La tentative  de Chesterton de penser la relation entre gouvernés et gouvernants, entre peuple et pouvoir, et l’appel de Paulhan à « l’Arbitrage, à l’Arbitraire » du « premier venu », pourrait se rapprocher de ce que Pascal énonce dans ses Pensées : « On ne choisit pas, écrit ainsi le philosophe dans la pensée n°30, pour gouverner un vaisseau celui des voyageurs qui est de la meilleure maison. » Pour Pascal, en effet, l’appel au mérite personnel, et à ce que l’auteur des Pensées nomme la « grandeur naturelle » ne peut guère éveiller que l’égoïsme et la concupiscence de ceux qui, pour affirmer leur propre grandeur, tendront à ne plus se concentrer que sur la conquête du pouvoir et à rivaliser d’orgueil et de fatuité. Le pouvoir, nous dit Pascal, n’est pas nécessairement justifié par la grandeur naturelle de celui qui l’exerce, mais il l’est par une grandeur d’apparat qui maintient les formes protocolaires nécessaires à sa justification et à l’harmonie sociale en faisant accepter de tous la préséance nécessaire de certains :

Tout cet appareil auguste était fort nécessaire, et si les médecins n’avaient des soutanes et des mules, et que les docteurs n’eussent des bonnets carrés et des robes trop amples de quatre parties, jamais ils n’auraient dupé le monde qui ne peut résister à cette montre si authentique. S’ils avaient la véritable justice, et si les médecins avaient le vrai art de guérir ils n’auraient que faire de bonnets carrés.[8]
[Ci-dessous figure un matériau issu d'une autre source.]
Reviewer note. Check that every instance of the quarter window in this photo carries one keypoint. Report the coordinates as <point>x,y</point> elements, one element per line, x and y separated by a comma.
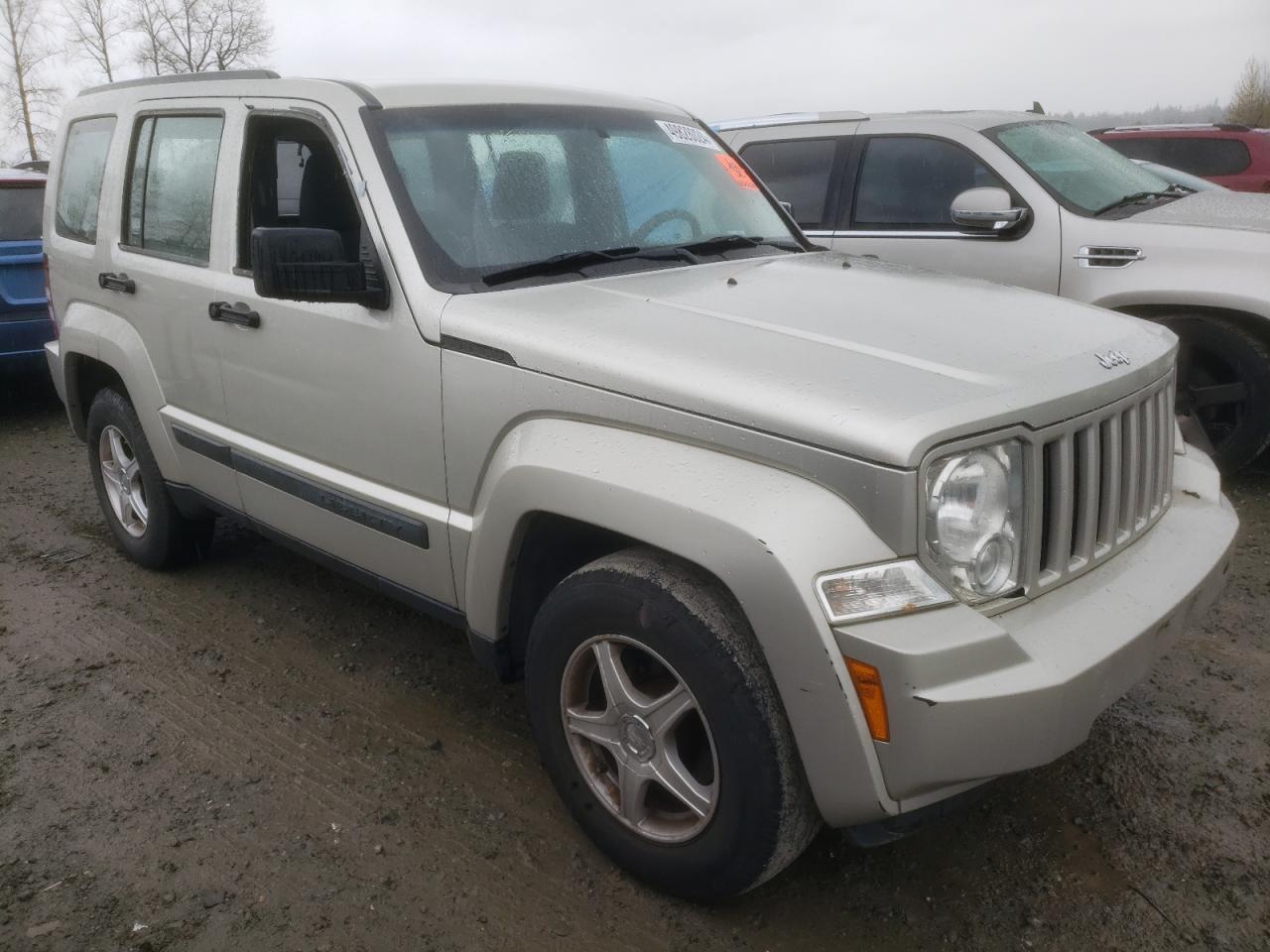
<point>797,172</point>
<point>79,193</point>
<point>171,185</point>
<point>910,181</point>
<point>21,211</point>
La conception défendue par Paulhan de l’exercice du pouvoir et du rôle du « premier venu » n’est pas si différente de celle de Pascal. La démocratie représentative repose, Paulhan l’admet implicitement, sur une part de fiction et sur une part d’Arbitraire. Le « premier venu » de Paulhan assumerait dans l’exercice du pouvoir cette situation de par le crédit que lui accorde le peuple. Pour Pascal, les lettrés, qui se servent de leur science à seule fin de s’attirer les grâces du peuple ou de complaire à l’opinion générale, se comportent en tyrans car ils confisquent à leur profit cette relation paradoxale entre le pouvoir et ceux qui le subissent, en oubliant la loi qui détache soigneusement la grandeur naturelle et la grandeur d’apparat.
Philosophe du langage, l’auteur des Fleurs de Tarbes qui avait par ailleurs consacré ses premiers travaux de linguiste aux Hains-Tenys, aux proverbes populaires malgaches, savait à quoi s’en tenir quant à la « voix du peuple » qui, volatile et changeante par essence, ne parvient jamais à constituer, ne serait-ce qu’un instant, une forme fixe qui lui permette d’exister. La « voix du peuple », pour Paulhan, avant de se déployer au travers de discours perpétuellement contradictoires sur ce forum de la démocratie moderne qu’est la place publique, de l’homme de la rue à la scène politique, se forme tout d’abord en des méandres insaisissables dans notre « for intérieur », qui n’est ni plus ni moins qu’un « forum intérieur ». Nous nous trouvons ballotés par le peuple bigarré de nos émotions avant de réussir à trouver en nous une voix qui s’exprime. « Je ne suis pas fâché, écrit Paulhan, qu’il me faille être démocrate le matin, l’après-midi aristocrate et le soir royaliste. Ce qui peut, bien sûr, dans l’ensemble, s’appeler libéral. Mais mon libéralisme n’est pas fait de tiédeur, ni d’indifférence. Il est la simple liberté que je prends d’être, suivant le cas, violemment royaliste, vivement aristocrate, démocrate avec ardeur. » Ainsi pourrait-on dire, si les élections, dans le système de la démocratie représentative, ne donnent au peuple, au premier venu, que de rares et courtes occasions d’exercer sa volonté, elles offrent également la possibilité à la fois à tout un chacun et à la nation assemblée de trancher « en son for intérieur », de saisir à un moment donné, à la manière dont un photographe saisit une image, un instantané politique et psychique. Les élections terminées, il ne reste plus au peuple « retombé dans l’esclavage » et au souverain nouvellement reconstitué que la ressource pascalienne de l’imagination pour soutenir, grâce à l’illusion de l’apparat, cette construction fragile et constamment recommencée et cette « duperie nécessaire » que représente l’exercice du pouvoir.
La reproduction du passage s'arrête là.